Secondary catastrophe bond tradingMay 2017 has become the most active month in the catastrophe bond market’s history, with over $3.6 billion of new risk capital issued.

During the month of May the market also saw almost $500 million of maturities, with another $1.33 billion maturing in the first week or so of June.

These transactions that were coming to an end meant that ILS funds and investors had capital available to plough into the new issuance deals, and the fact that new issues continues to outstrip the level of maturities has resulted in some investment managers being able to let a little new capital into their cat bond fund strategies.

Commenting on the level of secondary catastrophe bond trading in May 2017, Craig Bonder, Managing Director at AK Capital said; “It was another active month of secondary trading with over forty specific credits having traded according to TRACE data.”

Bonder also commented on how the record high levels of primary catastrophe bond issuance impacted the secondary trading market, as well as how maturities are traded just prior to rolling out of the market.

“As is usually the case we saw this new issuance initiate portfolio re-balancing and boost secondary trading. In particular we saw large flows of short dated bonds as we neared the end of the 2017 pre US Hurricane season maturities,” he said.

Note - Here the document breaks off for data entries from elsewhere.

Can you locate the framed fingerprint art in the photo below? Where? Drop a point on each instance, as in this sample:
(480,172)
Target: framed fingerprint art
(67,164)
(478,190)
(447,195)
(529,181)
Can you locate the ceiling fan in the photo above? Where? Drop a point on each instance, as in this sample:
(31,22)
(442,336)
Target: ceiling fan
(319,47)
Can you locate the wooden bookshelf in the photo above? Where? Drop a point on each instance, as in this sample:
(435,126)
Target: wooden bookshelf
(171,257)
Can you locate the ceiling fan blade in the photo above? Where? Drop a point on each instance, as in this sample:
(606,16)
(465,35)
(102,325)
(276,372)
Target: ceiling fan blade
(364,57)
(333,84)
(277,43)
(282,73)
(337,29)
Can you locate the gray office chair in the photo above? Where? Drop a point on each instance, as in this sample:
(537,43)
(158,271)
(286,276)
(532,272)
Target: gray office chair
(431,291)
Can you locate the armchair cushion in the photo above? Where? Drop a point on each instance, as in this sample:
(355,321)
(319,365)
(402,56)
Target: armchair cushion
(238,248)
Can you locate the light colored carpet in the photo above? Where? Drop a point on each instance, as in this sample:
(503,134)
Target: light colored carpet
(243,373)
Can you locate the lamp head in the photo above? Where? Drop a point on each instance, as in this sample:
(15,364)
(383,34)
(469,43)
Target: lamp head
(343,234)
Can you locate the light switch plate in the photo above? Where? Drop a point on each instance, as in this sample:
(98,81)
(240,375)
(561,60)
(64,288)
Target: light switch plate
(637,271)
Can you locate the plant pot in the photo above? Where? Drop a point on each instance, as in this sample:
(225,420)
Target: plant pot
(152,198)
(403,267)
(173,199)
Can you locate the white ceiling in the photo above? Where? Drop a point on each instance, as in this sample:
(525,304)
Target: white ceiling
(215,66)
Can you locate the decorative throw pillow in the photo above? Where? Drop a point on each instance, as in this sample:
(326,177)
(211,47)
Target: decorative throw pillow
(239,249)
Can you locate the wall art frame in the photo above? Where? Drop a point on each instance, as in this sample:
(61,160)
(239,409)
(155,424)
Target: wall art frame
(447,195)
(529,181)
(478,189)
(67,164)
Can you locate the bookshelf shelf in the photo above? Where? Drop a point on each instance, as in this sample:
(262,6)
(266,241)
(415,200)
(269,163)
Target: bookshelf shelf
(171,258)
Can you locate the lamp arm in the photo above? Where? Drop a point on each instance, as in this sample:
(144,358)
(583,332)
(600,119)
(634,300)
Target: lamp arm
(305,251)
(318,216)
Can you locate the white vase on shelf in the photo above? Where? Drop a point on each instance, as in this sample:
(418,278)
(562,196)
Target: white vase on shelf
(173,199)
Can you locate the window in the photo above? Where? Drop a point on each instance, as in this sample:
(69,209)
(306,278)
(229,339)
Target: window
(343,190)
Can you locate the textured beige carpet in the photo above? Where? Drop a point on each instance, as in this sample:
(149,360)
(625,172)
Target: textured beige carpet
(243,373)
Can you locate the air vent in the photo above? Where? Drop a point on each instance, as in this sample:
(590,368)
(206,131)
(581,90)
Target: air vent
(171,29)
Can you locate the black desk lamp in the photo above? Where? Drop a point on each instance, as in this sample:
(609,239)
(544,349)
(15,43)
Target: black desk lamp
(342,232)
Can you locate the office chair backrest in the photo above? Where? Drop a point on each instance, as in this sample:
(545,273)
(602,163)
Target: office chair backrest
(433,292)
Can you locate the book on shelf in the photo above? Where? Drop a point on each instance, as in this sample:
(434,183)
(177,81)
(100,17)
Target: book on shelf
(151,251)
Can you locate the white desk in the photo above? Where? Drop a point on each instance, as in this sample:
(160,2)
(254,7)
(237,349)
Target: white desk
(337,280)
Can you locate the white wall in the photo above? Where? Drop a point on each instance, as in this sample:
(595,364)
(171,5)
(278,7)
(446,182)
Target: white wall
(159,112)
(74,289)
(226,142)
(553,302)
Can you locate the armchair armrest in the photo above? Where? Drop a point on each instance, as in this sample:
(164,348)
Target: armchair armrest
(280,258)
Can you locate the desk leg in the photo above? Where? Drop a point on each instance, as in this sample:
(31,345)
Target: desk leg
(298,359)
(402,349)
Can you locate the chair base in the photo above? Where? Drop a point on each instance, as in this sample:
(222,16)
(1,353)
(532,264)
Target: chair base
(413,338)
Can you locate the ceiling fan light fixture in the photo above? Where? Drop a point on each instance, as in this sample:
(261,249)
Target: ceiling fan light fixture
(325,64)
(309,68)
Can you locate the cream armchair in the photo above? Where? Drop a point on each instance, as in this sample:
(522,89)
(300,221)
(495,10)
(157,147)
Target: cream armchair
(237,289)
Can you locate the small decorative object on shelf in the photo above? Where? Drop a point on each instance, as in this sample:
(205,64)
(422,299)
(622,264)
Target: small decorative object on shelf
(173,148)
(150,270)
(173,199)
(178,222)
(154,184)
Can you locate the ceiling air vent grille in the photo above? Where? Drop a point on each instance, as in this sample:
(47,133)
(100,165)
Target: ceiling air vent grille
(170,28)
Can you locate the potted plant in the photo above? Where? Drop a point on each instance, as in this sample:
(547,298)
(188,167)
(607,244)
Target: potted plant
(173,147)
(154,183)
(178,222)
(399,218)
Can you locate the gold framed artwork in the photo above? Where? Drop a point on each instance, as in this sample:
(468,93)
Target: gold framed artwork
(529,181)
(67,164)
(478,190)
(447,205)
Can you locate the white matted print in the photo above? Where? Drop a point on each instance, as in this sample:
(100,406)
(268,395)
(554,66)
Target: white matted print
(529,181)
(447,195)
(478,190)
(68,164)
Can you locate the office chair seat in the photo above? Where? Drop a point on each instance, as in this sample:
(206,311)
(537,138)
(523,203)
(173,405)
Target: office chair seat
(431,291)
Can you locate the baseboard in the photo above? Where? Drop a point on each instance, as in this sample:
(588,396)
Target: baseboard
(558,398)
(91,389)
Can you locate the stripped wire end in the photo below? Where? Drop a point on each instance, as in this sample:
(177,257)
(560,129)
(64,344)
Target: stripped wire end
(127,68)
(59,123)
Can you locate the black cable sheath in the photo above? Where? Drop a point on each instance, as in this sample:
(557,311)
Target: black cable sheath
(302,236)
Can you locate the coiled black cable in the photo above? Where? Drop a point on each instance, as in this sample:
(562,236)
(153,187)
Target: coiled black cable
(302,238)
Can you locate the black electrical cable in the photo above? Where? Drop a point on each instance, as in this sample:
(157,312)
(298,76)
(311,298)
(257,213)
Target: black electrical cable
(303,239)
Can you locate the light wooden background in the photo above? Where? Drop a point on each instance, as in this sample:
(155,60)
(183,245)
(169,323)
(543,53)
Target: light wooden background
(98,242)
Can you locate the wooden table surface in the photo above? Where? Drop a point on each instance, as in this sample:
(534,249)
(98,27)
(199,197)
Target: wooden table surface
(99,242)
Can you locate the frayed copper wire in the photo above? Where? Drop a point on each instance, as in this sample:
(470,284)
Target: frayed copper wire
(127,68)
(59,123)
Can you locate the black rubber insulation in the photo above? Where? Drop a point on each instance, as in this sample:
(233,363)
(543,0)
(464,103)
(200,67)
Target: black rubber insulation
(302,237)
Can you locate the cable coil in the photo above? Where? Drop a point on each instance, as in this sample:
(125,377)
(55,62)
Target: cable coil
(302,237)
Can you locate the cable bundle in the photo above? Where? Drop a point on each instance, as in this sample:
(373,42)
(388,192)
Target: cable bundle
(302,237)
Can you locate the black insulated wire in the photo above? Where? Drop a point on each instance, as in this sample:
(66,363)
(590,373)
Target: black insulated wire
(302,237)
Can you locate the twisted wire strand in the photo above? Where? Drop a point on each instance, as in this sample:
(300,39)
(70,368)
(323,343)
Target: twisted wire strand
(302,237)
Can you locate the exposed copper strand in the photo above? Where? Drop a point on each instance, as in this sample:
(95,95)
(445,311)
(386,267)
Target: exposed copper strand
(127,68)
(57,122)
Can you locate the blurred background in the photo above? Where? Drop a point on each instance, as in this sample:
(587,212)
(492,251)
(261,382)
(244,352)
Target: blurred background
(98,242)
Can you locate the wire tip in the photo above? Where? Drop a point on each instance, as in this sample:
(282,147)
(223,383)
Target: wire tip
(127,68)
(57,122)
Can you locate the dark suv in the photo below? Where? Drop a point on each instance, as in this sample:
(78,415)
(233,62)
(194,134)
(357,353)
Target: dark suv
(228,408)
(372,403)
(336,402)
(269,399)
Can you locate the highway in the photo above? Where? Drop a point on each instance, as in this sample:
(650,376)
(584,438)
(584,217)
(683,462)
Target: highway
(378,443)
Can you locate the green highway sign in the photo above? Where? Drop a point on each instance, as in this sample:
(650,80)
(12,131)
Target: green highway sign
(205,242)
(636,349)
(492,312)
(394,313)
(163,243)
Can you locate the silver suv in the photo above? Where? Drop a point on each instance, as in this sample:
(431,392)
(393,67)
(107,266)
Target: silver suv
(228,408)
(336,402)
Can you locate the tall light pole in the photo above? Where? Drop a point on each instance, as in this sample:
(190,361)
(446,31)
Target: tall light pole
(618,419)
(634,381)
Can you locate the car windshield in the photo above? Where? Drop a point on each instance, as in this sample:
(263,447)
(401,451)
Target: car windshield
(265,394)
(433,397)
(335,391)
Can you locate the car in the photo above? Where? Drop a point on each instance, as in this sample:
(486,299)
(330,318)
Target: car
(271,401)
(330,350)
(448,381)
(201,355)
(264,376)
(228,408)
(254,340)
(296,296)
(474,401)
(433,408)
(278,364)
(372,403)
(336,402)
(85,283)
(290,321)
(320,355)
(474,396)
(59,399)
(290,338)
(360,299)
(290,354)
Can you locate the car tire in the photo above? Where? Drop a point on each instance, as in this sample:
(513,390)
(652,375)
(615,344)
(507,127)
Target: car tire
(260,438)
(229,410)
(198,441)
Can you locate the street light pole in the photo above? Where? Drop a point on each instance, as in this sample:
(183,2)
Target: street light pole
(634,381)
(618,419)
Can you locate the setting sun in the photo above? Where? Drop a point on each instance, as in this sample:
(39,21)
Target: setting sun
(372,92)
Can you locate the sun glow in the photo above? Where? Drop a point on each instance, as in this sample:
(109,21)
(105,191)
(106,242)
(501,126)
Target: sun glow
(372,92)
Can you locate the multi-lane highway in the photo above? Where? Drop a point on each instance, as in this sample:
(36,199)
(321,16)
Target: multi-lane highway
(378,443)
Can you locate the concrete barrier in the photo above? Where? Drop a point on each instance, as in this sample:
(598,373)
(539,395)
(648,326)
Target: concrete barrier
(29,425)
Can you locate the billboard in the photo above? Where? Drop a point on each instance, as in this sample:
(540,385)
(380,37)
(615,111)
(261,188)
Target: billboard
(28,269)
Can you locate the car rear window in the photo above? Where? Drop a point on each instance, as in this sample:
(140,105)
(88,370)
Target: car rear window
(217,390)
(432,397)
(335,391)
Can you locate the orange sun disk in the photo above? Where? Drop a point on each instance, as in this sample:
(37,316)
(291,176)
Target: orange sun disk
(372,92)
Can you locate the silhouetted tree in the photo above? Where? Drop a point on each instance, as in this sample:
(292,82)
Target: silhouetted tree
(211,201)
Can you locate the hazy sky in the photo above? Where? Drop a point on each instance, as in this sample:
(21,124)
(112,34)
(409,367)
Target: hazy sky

Much of the cat bond trading activity seen in May 2017 revolved around the swapping out of short-dated U.S. hurricane bonds that were soon maturing for the long-dated new issuance, many of which were also U.S. hurricane exposed.

On a relative basis cat bond trading has not been stunningly active in recent months, but the need to adjust portfolios in light of high levels of new cat bond issuance has helped to keep the market flowing.

Pricing began to reflect the approaching start of the U.S. hurricane season in May, with Swiss based ILS and cat bond investment manager Plenum Investments saying that; “The seasonal decline of prices for US hurricane bonds continued, but at a slower pace.”

Looking ahead, Plenum said that; “Now that the hurricane season has officially started, we expect to see mark to market gains on the US hurricane bond positions.”

Overall the levels of cat bond trading seen in recent months, largely stimulated by primary issuance flows as well as maturing capital re-deployment, have helped to keep secondary pricing a little more stable than seen in recent years.

Many cat bond fund managers will be looking forward to the seasonal price gains that much of the market experiences through the hurricane season, which will provide a welcome boost to cat bond fund returns over the coming months.

Additionally, the overhang of record monthly issuance in May 2017, with another $900 million or more of cat bonds issued in June as well, could mean secondary trading activity continues to be a little more active through the summer, as ILS fund managers and investors continue to adjust portfolios to absorb the record levels of first-half 2017 cat bonds.